たきぎがなければ火は消え、人のよしあしを言う者がなければ争いはやむ。
21 Een blaasbalg bij gloeiende kolen, en hout op het vuur: Zo is een twistziek mens bij het ruziestoken.
おき火に炭をつぎ、火にたきぎをくべるように、争いを好む人は争いの火をおこす。
22 De woorden van een lastertong zijn als lekkernijen, Ze glijden af naar het diepst van de maag.
人のよしあしをいう者の言葉はおいしい食物のようで、腹の奥にしみこむ。
23 Als een aarden pot, met zilverglazuur overtrokken, Zijn vleiende woorden, als het hart ze niet meent.
くちびるはなめらかであっても、心の悪いのは上ぐすりをかけた土の器のようだ。
24 De vijand veinst met zijn lippen, Maar innerlijk bergt hij bedrog.
憎む者はくちびるをもって自ら飾るけれども、心のうちには偽りをいだく。
25 Al spreekt hij vriendelijk, vertrouw hem niet; Want zeven gruwelen zijn in zijn hart.
彼が声をやわらげて語っても、信じてはならない。
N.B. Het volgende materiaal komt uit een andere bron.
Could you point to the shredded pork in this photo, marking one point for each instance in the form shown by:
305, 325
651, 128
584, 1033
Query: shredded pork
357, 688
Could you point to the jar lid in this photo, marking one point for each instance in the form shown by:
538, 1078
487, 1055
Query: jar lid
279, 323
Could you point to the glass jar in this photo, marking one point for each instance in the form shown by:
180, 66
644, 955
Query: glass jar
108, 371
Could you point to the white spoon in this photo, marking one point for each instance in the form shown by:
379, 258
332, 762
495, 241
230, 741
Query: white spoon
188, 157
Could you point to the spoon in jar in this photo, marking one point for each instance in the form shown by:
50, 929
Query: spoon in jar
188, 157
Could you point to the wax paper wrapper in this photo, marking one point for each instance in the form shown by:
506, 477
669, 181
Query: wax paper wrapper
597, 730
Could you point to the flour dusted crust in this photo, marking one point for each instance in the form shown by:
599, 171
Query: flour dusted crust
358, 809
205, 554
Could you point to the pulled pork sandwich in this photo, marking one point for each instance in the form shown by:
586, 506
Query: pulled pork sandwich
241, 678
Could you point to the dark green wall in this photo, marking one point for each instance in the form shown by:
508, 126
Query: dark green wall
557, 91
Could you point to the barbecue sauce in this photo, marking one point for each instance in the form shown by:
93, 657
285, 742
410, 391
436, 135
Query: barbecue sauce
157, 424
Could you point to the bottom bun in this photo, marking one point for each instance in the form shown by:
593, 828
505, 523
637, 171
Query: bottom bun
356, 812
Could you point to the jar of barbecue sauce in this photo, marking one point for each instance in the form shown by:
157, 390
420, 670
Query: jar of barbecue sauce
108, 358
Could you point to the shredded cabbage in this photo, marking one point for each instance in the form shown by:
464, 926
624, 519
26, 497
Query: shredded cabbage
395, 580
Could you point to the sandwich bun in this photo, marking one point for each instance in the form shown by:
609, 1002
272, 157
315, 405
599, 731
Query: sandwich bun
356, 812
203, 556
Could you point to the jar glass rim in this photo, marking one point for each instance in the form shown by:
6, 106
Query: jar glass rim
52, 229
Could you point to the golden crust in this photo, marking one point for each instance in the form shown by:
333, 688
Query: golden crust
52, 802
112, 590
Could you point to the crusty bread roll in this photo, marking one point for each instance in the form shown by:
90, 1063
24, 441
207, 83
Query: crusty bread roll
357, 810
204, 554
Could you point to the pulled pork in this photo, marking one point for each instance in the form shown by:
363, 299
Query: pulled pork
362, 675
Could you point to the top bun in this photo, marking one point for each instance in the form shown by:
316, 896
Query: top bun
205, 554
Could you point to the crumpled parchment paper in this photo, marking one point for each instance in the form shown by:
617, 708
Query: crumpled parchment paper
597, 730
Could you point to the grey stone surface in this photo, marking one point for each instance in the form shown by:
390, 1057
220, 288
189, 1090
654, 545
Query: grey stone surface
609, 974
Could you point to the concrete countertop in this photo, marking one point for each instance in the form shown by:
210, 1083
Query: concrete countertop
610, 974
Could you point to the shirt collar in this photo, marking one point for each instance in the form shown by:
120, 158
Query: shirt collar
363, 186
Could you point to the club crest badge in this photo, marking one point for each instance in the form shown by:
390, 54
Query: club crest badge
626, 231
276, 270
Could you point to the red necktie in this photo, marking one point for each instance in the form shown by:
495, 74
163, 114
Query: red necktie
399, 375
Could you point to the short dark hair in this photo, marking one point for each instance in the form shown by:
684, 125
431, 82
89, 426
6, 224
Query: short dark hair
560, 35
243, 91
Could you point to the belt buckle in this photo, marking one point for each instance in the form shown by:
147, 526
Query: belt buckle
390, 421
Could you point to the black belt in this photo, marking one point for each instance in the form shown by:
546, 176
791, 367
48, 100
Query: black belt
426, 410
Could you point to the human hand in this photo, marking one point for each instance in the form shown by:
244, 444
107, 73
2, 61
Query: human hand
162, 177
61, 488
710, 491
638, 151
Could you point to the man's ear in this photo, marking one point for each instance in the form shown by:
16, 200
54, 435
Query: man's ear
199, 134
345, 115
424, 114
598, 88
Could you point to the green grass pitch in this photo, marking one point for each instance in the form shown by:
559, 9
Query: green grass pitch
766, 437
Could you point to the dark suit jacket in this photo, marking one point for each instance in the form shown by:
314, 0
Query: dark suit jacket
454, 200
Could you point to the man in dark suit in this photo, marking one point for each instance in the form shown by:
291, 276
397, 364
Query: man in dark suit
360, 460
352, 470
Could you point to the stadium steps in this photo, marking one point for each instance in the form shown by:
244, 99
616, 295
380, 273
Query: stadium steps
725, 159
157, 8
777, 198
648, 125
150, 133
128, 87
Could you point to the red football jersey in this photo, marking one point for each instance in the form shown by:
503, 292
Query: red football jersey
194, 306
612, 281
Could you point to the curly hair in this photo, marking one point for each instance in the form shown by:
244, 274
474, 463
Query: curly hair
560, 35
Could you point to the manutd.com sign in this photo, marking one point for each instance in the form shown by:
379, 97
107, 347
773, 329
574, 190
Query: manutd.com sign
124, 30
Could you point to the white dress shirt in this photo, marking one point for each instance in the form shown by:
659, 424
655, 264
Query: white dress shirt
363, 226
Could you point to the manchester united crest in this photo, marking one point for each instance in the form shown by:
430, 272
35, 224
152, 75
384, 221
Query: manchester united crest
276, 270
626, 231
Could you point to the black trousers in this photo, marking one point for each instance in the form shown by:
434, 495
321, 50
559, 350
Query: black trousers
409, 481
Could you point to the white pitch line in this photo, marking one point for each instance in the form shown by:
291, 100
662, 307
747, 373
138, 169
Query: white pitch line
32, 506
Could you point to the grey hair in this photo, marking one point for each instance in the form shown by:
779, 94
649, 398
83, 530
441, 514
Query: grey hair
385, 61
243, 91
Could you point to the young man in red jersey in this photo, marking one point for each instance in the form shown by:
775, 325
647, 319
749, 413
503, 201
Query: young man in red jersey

その心に七つの憎むべきものがあるからだ。
26 Al weet iemand zijn haat bedriegelijk te verbergen, Zijn slechtheid komt in de vergadering aan het licht.
たとい偽りをもってその憎しみをかくしても、彼の悪は会衆の中に現れる。
27 Wie een kuil graaft, valt er zelf in; Wie een steen voortwentelt, op hem rolt die terug.
穴を掘る者は自らその中に陥る、石をまろばしあげる者の上に、その石はまろびかえる。
28 Een leugentong haat oprechtheid, Een gladde tong verwekt onrust.
偽りの舌は自分が傷つけた者を憎み、へつらう口は滅びをきたらせる。